Il Dottor Stranamore
Note sul restauro
New York's Cineric recently created a new black-and- white film print of Stanley Kubrick's classic 1964 anti-war film, Dr. Strangelove or: How I Learned to Stop Worrying and Love the Bomb, using an all-4K pipeline under supervision from Grover Crisp, Sony Pictures VP of asset management and film restoration.
Working from a fine-grain master provided by Sony, Cineric scanned the movie on a specially configured Oxberry scanner to convert it to a 4K, 10-bit DPX file. Over the course of about six months, the company used a combination of Da Vinci's Revival and Autodesk's Lustre softwares to clean up dirt, scratches, density, and contrast. Cineric then filmed it out on a Lasergraphics Producer film recorder to a specially ordered Kodak black-and-white camera stock that left Sony with a sparkling new film negative for archival use.
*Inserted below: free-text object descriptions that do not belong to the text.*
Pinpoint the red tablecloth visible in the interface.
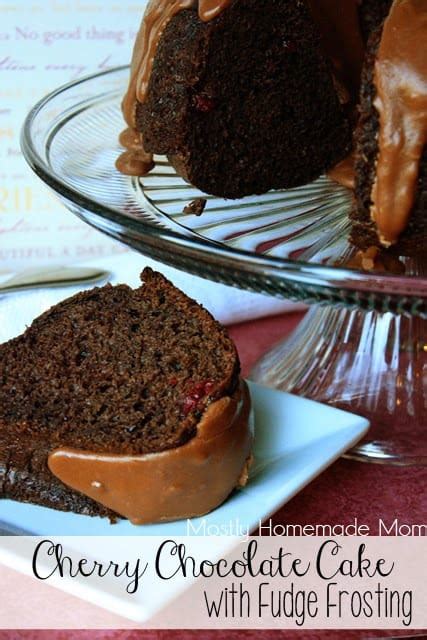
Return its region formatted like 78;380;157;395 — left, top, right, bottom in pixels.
1;311;426;640
228;312;427;536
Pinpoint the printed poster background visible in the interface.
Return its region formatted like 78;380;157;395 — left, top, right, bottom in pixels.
0;0;150;271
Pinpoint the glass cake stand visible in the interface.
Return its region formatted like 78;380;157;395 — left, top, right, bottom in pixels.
21;66;427;466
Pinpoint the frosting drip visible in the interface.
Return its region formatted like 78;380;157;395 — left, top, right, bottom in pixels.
117;0;232;176
198;0;232;21
370;0;427;247
122;0;193;128
327;153;355;190
48;380;253;525
115;128;155;176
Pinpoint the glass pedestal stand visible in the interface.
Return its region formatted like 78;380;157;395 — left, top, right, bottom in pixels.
252;305;426;465
21;66;427;467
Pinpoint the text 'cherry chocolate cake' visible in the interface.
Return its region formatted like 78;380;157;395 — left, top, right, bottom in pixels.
0;269;253;524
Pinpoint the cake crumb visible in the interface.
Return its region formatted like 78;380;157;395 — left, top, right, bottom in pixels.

“Original elements were no longer available, and the Dr. Strangelove fine grain had some damage and flaws to it, so it was not the best long-term archival medium,” explains Daniel DeVincent, director of digital imaging at Cineric and colorist on the project. “Therefore, it made sense to make a new film element, and we often do that photochemically here. But photochemically, there is only so much we can deal with in terms of dirt and scratches, and so we felt we had to do it digitally. That meant we had to do it 4K, because our president, [Balázs Nyari], feels strongly that important titles deserve a full 4K restoration process, now that we have that capability.”
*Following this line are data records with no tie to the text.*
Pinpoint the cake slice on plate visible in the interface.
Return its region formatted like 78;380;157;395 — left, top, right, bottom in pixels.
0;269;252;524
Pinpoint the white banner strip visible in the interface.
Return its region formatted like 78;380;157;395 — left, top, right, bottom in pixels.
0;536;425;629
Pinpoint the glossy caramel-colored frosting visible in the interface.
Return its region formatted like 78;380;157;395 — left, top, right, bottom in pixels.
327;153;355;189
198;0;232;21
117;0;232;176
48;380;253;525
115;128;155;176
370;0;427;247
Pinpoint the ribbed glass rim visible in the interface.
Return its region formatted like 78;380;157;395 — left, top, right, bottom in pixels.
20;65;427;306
DeVincent created a series of look-up tables (LUTs) to optimize the scanner for each specific element. Cineric also used a wet-gate scanning technique to further eliminate flaws during the scanning process. Revival's deFlicker and grain and noise reduction and stabilization features were used extensively on the job, DeVincent adds. Cineric built a 60TB Apple xRAID and xSAN network around the time it took on the project, with about 40TB of that used on the project.
Overall, the process involved a wide range of creative and technical challenges, according to DeVincent.
“The basic concern was the fact that we were dealing with a fine-grain master,” he says. “That's a very wide dynamic range element made from the original negative, but we had no original negative. To scan it, we had to figure out how to scan as much of the fine grain as possible, so we had to develop a special LUT to bring it all into 10-bit log space to give us more range to work with. Once we dealt with that challenge, the next thing was the fact that the movie was just very dirty from age, with a few built-in problems. There were a few scenes that had slight movement in them, some jitter in the frame, and so we had to do some careful stabilization for that part of it.
“There were also some damaged sections and some missing frames. At the end of one reel, things were pretty chopped up and lost, so we ended up using alternating black-and-white dupe elements, made before the damage was present, and from a black-and-white print from the 1970s. So we had to put together elements from the fine grain that had no water damage with elements from a dupe negative and elements from a couple of prints. Our artists, Seth Berkowitz and Peter Yao, did an excellent job matching them all together.”